Judge Amy Berman Jackson, of the U.S. District Court in Washington, can give Manafort up to 10 years - five for each of the two conspiracy counts he pleaded guilty to last year in a cooperation deal with prosecutors that later imploded after he was found to have lied.

Jackson's sentence will mark the end of a two-year legal battle between Manafort, a veteran Republican political operative who worked for Trump's campaign for five months in 2016, and Special Counsel Robert Mueller, who made exposing Manafort's covert lobbying for pro-Kremlin politicians in Ukraine a centerpiece of his Russia probe.

It also comes as expectations grow that Mueller will soon wrap up his 22-month-old investigation by submitting a final report on his findings to Attorney General William Barr.

Manafort's sentence on Thursday by U.S. District Judge T.S. Ellis in Virginia, where he was convicted for financial crimes, was two decades below the upper limit of federal sentencing guidelines, prompting criticism among legal experts that it was too light.

In the Washington case Manafort will be sentenced for conspiracy against the United States, which included a range of conduct from money laundering to unregistered lobbying, and a second count related to witness tampering.

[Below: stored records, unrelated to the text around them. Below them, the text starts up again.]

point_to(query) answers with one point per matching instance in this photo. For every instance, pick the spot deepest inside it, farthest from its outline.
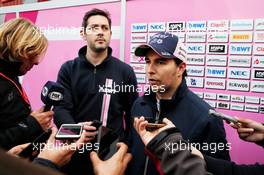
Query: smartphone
(223, 116)
(154, 126)
(69, 132)
(107, 143)
(34, 146)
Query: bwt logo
(197, 25)
(217, 48)
(157, 27)
(239, 73)
(209, 83)
(195, 48)
(240, 49)
(216, 72)
(140, 27)
(193, 82)
(259, 74)
(260, 49)
(176, 26)
(238, 85)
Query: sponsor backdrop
(225, 44)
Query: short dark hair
(178, 62)
(94, 12)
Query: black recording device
(107, 143)
(51, 95)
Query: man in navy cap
(170, 97)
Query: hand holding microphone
(51, 95)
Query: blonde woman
(22, 45)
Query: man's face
(163, 72)
(98, 33)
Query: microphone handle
(47, 108)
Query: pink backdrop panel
(61, 50)
(148, 11)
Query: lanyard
(21, 91)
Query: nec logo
(176, 26)
(259, 74)
(196, 25)
(195, 48)
(139, 28)
(157, 27)
(239, 73)
(193, 82)
(217, 48)
(240, 49)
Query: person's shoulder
(197, 102)
(124, 66)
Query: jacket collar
(166, 105)
(10, 68)
(82, 56)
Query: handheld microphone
(52, 94)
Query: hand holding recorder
(140, 124)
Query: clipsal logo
(258, 61)
(195, 71)
(217, 49)
(250, 99)
(261, 109)
(237, 107)
(238, 85)
(139, 27)
(211, 96)
(138, 68)
(176, 26)
(239, 73)
(257, 86)
(156, 27)
(223, 105)
(213, 83)
(221, 37)
(251, 108)
(244, 49)
(241, 24)
(196, 25)
(258, 49)
(224, 97)
(196, 48)
(195, 59)
(218, 25)
(241, 37)
(195, 37)
(258, 74)
(239, 61)
(216, 60)
(199, 94)
(216, 72)
(195, 82)
(237, 98)
(259, 37)
(259, 24)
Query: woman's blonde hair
(20, 39)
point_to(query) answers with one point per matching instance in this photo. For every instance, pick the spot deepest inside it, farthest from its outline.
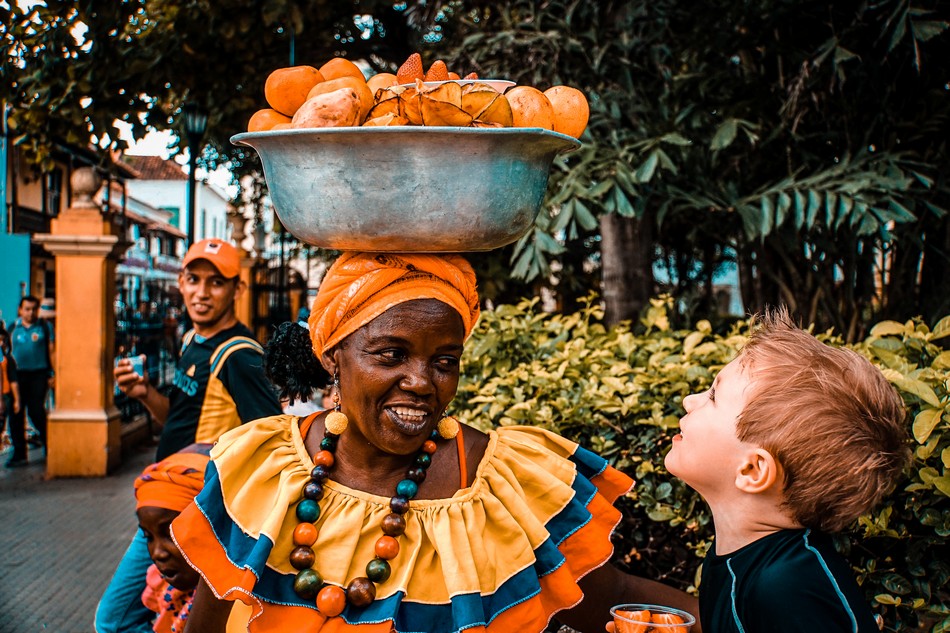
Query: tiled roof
(155, 168)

In addition to its length, the focus will be on what portion of her sentence Jackson decides to run simultaneously with the 47 months imposed by Ellis, and what time, if any, she tacks on to run consecutively. In September Jackson warned Manafort, who turns 70 in April, that she had discretion on the matter.

Shanlon Wu, a Washington criminal defense attorney, said Jackson would have to weigh the fact that Manafort admitted his guilt, a mitigating factor, against her finding that he lied to prosecutors in breach of his plea deal, which freed prosecutors from any obligation to recommend leniency.

Wu predicted Jackson's sentence would likely add about three years to his total prison time.

"I think she will run some of her time consecutively," said Wu, who appeared before Jackson during a previous stint representing Manafort's former business associate Rick Gates. "I would be surprised if she really threw the book at him."

"A TALE OF TWO JUDGES"
Mueller's team has not made a specific recommendation on Manafort's sentencing in the Washington case but called him a "hardened" criminal in a filing last month, arguing he should be held accountable for the "gravity" of his crimes.

Manafort's lawyers countered that their client should be given credit for admitting his guilt while also stressing that none of the Mueller's charges related to the special counsel's core mandate: collusion between Russia and the Trump campaign.

Ellis, who has been critical of the special counsel, echoed that sentiment at the hearing on Thursday, later prompting a misleading claim by Trump that the judge had exonerated his campaign.

Jackson has displayed a more even-handed stance, defense lawyers said. She allowed a disagreement over Manafort's bail to carry on for months and only threw him in jail last June when he was indicted for an attempt to tamper with witnesses in the case.

"This a tale of two judges. Judge Ellis showed little restraint in his comments as well as his action," said George Washington University Law School professor Jonathan Turley. "Judge Jackson has shown considerable restraint."

While many people believe Ellis' sentence was "absurdly low," Turley said he did not think Jackson would seek to rectify the matter, saying it was not "the providence of a second federal judge to correct an error by the first judge."

Whatever Jackson's ruling, the possibility of a presidential pardon - a prospect Trump has not ruled out -- will likely continue to hang over the Manafort situation, lawyers said.

A pardon might not, however, end Manafort's legal troubles.

The Manhattan district attorney's office is pursuing criminal charges against Manafort, a person familiar with the matter told Reuters last month. The charges, which originate from unpaid state taxes, could not be erased by a presidential pardon, which are only applicable to federal crimes.